Searching for safety at 60 Hudson and beyond


This week’s decision by the Board of Standards and Appeals to legalize the illegal storage of diesel fuel at 60 Hudson St. highlights the desperate need for the city to take a first look at how best to regulate telecom buildings. That was the reaction of the Tribeca group that led the fight against the building, Neighbors against NOISE, which is right once again.

A front page New York Times article four years ago led to the revelation of the illegal diesel fuel storage at 60 Hudson. There are other buildings in the city with excessive amounts of diesel, but 60 Hudson St. is the only address we know for sure. The Dept. of Buildings, prudently, has not revealed any other locations. But the agency’s disturbing behavior at the one building we know about should be a wakeup call to everyone. This issue can’t be ignored any longer.

The diesel is for the backup generators needed in telecoms. We support City Councilmember Alan Gerson and several of his colleagues in their efforts to explore legislation to recognize the reality that telecom buildings are not like commercial office buildings and need different zoning laws. The question of how and if buildings with large amounts of diesel stored above ground can safely exist in residential neighborhoods needs to be debated vigorously in the Council. Christine Quinn, the Council’s speaker, whose district borders the one with 60 Hudson, should make it clear tomorrow that this is a front burner issue – no pun intended we assure you.

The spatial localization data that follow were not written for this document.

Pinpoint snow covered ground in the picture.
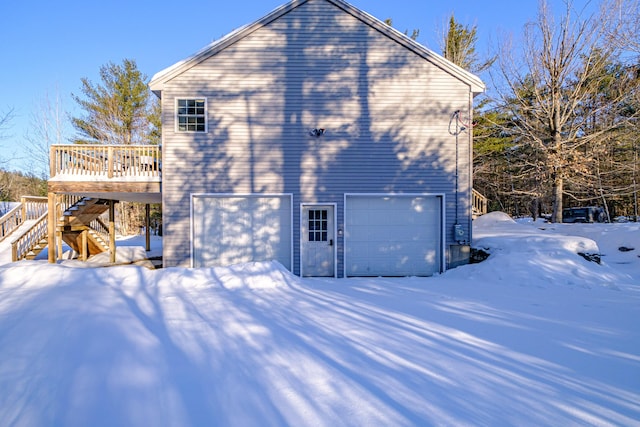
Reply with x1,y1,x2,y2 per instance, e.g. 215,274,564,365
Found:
0,213,638,426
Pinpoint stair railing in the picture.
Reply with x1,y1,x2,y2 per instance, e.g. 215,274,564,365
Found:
90,217,110,249
21,196,48,220
472,189,488,217
0,196,48,243
0,204,23,243
11,212,48,261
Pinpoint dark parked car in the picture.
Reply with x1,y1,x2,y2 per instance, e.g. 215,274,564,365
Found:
562,207,607,223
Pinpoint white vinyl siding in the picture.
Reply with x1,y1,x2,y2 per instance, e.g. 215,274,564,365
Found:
156,0,478,271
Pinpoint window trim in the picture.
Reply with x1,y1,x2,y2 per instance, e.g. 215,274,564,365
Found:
175,98,207,133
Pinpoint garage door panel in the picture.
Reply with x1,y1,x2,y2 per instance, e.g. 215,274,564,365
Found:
345,195,442,276
193,195,292,269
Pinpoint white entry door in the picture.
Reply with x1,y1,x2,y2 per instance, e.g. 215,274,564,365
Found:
301,205,335,277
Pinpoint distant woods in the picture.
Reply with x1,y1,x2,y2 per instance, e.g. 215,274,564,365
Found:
476,0,640,221
0,109,46,205
394,1,639,221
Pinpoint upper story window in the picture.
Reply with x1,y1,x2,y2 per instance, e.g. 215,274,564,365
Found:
176,98,206,132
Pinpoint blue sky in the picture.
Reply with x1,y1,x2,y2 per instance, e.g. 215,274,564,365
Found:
0,0,549,173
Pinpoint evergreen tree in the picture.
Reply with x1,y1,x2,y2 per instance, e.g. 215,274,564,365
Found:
70,59,162,235
383,18,419,41
71,59,157,145
147,97,162,146
440,15,495,73
439,15,505,213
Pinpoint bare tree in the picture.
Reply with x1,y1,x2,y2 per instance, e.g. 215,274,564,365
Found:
0,108,15,163
605,0,640,55
24,90,67,178
494,0,634,222
0,108,12,136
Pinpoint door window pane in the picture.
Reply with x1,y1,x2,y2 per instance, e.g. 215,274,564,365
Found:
308,209,328,241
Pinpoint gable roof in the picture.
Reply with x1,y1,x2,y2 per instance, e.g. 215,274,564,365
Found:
149,0,485,95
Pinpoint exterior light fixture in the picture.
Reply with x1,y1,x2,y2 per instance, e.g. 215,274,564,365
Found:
309,128,325,137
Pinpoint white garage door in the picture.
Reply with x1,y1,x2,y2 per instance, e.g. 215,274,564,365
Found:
192,194,292,269
345,194,443,276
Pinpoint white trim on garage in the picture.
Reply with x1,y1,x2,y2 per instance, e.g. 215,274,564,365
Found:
343,193,445,277
190,193,293,269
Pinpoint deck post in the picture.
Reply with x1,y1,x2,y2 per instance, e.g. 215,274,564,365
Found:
56,198,63,260
21,196,27,222
109,200,116,263
81,229,88,261
145,204,150,252
49,145,56,178
107,146,114,179
47,192,56,263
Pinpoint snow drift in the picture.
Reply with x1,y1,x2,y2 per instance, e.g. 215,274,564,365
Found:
0,215,638,426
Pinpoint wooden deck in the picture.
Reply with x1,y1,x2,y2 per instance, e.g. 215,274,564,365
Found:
48,144,162,203
46,145,162,264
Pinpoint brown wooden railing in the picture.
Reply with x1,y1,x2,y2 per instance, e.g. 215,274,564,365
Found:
0,204,22,243
0,196,48,243
91,217,110,248
50,144,161,179
22,196,48,219
11,212,48,261
472,189,488,217
59,194,86,217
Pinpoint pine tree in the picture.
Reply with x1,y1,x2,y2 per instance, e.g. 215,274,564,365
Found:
70,59,161,235
383,18,419,41
440,15,495,73
71,59,155,145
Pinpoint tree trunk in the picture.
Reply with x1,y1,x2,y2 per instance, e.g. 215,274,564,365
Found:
552,174,564,223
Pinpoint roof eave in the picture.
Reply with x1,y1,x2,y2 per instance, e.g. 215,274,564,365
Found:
325,0,486,93
149,0,311,92
149,0,485,94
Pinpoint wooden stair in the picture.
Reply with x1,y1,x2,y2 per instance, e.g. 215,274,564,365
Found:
25,237,49,260
58,198,111,257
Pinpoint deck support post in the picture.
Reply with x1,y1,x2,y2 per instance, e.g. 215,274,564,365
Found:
57,197,63,259
80,229,88,261
47,192,56,263
21,196,27,222
145,204,150,252
56,230,62,260
109,200,116,264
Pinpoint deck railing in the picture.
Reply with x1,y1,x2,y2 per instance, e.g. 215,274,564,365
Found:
50,144,161,179
472,189,488,217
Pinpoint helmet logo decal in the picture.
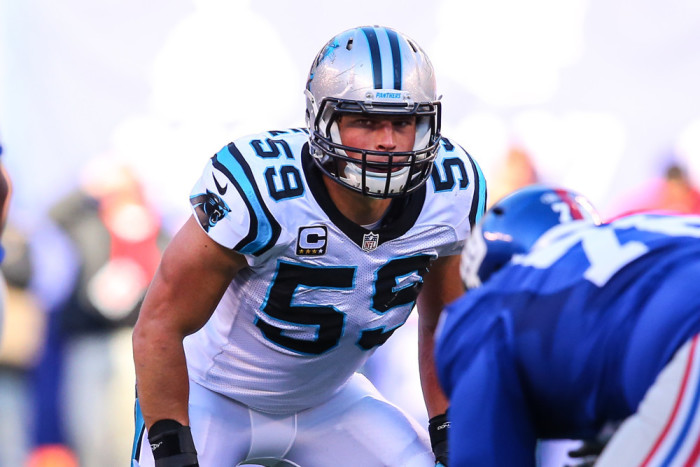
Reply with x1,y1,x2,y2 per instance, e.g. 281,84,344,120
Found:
319,39,339,64
554,188,585,220
362,232,379,252
306,39,339,91
375,91,402,99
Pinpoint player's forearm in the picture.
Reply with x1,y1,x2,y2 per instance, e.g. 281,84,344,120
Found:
133,320,191,429
418,327,449,418
415,255,457,418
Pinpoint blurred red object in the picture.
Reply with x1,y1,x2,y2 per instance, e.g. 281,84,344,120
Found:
609,164,700,221
27,444,78,467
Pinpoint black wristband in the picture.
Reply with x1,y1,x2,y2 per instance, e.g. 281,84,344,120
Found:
428,413,450,449
148,419,199,467
429,412,450,465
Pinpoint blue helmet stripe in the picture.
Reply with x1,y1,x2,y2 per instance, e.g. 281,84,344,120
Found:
361,26,383,89
213,144,281,256
385,28,402,90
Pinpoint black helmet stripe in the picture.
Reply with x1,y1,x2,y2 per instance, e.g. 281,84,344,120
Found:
385,28,402,90
361,27,383,89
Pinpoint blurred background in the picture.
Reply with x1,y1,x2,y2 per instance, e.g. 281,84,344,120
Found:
1,0,700,465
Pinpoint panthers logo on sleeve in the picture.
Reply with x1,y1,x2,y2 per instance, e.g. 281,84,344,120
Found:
190,189,231,232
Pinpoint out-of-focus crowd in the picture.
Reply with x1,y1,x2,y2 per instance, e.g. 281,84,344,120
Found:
0,147,171,466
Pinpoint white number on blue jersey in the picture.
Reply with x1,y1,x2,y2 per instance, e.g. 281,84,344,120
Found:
514,215,700,287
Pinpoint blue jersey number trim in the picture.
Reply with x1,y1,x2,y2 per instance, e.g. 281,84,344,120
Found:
257,255,431,355
256,261,354,355
250,138,295,159
431,158,468,192
265,166,305,201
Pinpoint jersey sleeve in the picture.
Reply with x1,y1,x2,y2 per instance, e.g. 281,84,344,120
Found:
448,338,538,466
460,145,488,229
189,142,281,256
429,140,488,257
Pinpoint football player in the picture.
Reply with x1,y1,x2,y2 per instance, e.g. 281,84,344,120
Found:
132,26,487,466
436,184,700,466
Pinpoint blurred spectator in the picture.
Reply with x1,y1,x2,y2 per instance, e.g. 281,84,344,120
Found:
29,159,170,466
0,147,10,238
0,133,24,466
609,162,700,218
0,224,44,466
486,145,539,206
1,134,14,336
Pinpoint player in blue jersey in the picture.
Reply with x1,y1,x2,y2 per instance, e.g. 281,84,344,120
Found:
132,26,486,466
436,184,700,466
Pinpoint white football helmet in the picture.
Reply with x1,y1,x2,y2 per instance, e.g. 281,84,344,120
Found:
305,26,442,198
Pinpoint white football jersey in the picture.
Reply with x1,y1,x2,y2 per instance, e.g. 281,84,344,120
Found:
184,128,486,414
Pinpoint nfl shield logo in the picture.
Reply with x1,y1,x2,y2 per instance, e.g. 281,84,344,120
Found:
362,232,379,252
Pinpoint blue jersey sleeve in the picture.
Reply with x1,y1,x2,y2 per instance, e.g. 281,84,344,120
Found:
445,320,539,466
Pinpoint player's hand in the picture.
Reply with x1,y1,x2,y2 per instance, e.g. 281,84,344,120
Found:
428,412,450,466
148,419,199,467
565,439,606,467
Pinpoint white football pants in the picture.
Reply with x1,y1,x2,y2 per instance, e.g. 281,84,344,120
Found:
133,372,434,467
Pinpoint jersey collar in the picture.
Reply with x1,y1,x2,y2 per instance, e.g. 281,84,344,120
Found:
302,143,426,248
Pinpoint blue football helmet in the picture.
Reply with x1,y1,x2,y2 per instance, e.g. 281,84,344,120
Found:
304,26,441,198
461,184,601,288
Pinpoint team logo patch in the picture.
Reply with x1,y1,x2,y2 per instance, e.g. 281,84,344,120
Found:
362,232,379,252
190,189,231,232
296,225,328,256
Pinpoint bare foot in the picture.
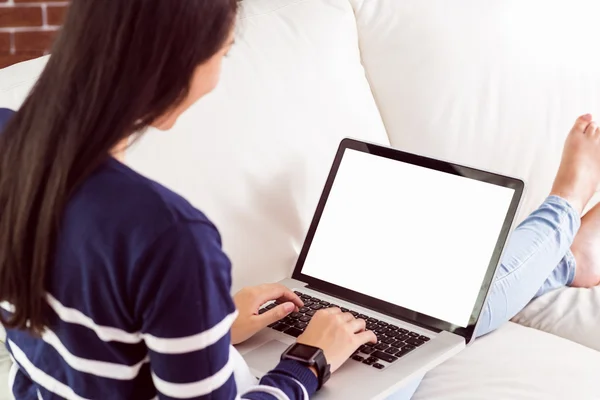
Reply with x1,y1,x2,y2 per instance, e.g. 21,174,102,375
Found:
571,203,600,287
550,114,600,215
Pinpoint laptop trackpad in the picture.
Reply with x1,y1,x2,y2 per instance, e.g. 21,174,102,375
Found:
244,340,289,374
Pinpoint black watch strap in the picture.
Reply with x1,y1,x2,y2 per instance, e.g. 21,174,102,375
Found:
311,349,331,390
281,343,331,391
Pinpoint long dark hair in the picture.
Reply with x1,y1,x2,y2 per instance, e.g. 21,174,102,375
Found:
0,0,237,334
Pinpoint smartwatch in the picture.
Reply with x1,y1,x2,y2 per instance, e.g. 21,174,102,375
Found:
281,343,331,390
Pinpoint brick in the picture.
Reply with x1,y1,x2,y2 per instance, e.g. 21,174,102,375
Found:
15,0,67,2
0,7,43,28
0,32,10,53
0,51,44,69
14,30,57,52
47,5,68,26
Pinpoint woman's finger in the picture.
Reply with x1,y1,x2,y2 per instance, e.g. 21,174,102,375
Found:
347,317,366,333
259,283,303,307
340,312,355,323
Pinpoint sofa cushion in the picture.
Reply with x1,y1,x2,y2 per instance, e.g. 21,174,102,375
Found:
126,0,389,291
352,0,600,224
513,287,600,352
0,343,11,400
413,322,600,399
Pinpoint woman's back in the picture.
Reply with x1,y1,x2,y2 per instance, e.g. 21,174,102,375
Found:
4,158,237,399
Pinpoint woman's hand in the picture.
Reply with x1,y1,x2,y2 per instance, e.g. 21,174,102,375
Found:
297,308,377,373
231,284,304,345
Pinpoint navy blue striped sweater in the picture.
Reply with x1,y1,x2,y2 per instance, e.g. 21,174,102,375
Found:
0,108,317,400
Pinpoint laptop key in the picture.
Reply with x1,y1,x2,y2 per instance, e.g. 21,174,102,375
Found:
266,304,277,310
377,321,388,327
306,310,316,316
405,338,425,347
419,336,430,341
358,314,368,320
375,343,389,350
294,291,303,296
272,323,289,332
396,345,416,357
367,318,378,323
284,327,304,338
371,351,398,363
281,317,294,325
388,325,398,330
361,347,375,355
385,347,399,355
320,301,330,306
372,363,385,370
329,304,338,308
290,312,302,319
299,316,311,323
298,307,310,313
396,334,409,342
352,355,364,362
398,328,409,334
310,304,323,310
341,308,349,312
295,321,308,329
363,358,375,365
349,311,359,317
268,322,277,328
258,308,267,314
409,332,420,337
382,337,395,344
391,340,405,348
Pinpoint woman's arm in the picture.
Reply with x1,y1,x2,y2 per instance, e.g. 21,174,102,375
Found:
134,221,317,400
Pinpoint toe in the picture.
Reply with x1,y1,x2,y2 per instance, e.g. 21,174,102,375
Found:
584,121,598,135
574,114,593,133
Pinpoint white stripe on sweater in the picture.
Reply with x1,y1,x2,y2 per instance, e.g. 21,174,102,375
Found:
41,328,149,380
5,296,237,354
143,311,238,354
151,357,234,398
242,385,292,400
9,340,90,400
45,295,142,344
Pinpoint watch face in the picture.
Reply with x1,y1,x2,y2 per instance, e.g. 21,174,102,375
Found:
287,344,319,361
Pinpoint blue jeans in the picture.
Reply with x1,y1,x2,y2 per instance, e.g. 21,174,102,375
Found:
387,195,580,399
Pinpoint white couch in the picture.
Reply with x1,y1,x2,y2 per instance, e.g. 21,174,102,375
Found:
1,0,600,398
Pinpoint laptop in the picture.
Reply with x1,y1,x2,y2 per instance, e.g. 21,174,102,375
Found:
237,138,524,399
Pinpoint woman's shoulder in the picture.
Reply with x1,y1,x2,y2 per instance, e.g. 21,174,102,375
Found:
63,157,216,244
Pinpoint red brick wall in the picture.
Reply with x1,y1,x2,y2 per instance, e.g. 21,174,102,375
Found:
0,0,68,69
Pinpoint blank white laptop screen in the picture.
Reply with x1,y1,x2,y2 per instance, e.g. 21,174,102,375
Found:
301,149,515,328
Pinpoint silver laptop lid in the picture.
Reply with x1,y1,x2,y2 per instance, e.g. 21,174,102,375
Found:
292,139,524,343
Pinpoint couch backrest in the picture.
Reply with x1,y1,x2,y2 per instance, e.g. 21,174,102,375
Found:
353,0,600,222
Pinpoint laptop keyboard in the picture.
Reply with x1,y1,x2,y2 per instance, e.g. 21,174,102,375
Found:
258,291,431,371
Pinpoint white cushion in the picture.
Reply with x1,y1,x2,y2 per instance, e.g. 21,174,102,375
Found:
413,322,600,399
352,0,600,346
352,0,600,224
0,346,10,400
514,287,600,352
0,56,49,109
126,0,389,291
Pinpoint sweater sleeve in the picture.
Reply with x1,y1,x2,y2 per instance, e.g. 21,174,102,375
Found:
134,221,318,400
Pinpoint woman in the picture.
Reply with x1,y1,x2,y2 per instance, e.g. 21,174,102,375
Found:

The Dept. of Buildings has failed miserably in what should have been one of its goals – convincing neighbors that there would be enough fire precautions to make it safe to live near 60 Hudson. Officials met in secret for years with the building’s owner, GVA Williams, while Tribecans were left to wonder. Once Buildings granted the diesel permit, it continued its adversarial relationship with the community.

The B.S.A. approached the issue with healthy skepticism at the beginning, but the board’s fairness came into serious question a few weeks ago when it agreed to a private tour of the building with GVA without inviting any NAN representatives. That seems to contradict a bedrock tenet of our whole legal system and if the B.S.A. decision is ever challenged in court, the board’s stacked meeting may not be viewed kindly by a judge.

It is our hope the safety precautions implemented by Buildings and GVA will be enough, but given their record of the last few years, we have reason to be doubtful. Now that they have “won,” they have nothing to lose by going out of their way to convince neighbors that there has been too much worrying and things will be much safer than people think.

We won’t hold our breath on that one, but we do expect the Council to move quickly and carefully on figuring out how to protect residential New York neighborhoods with telecom hotels in their midst.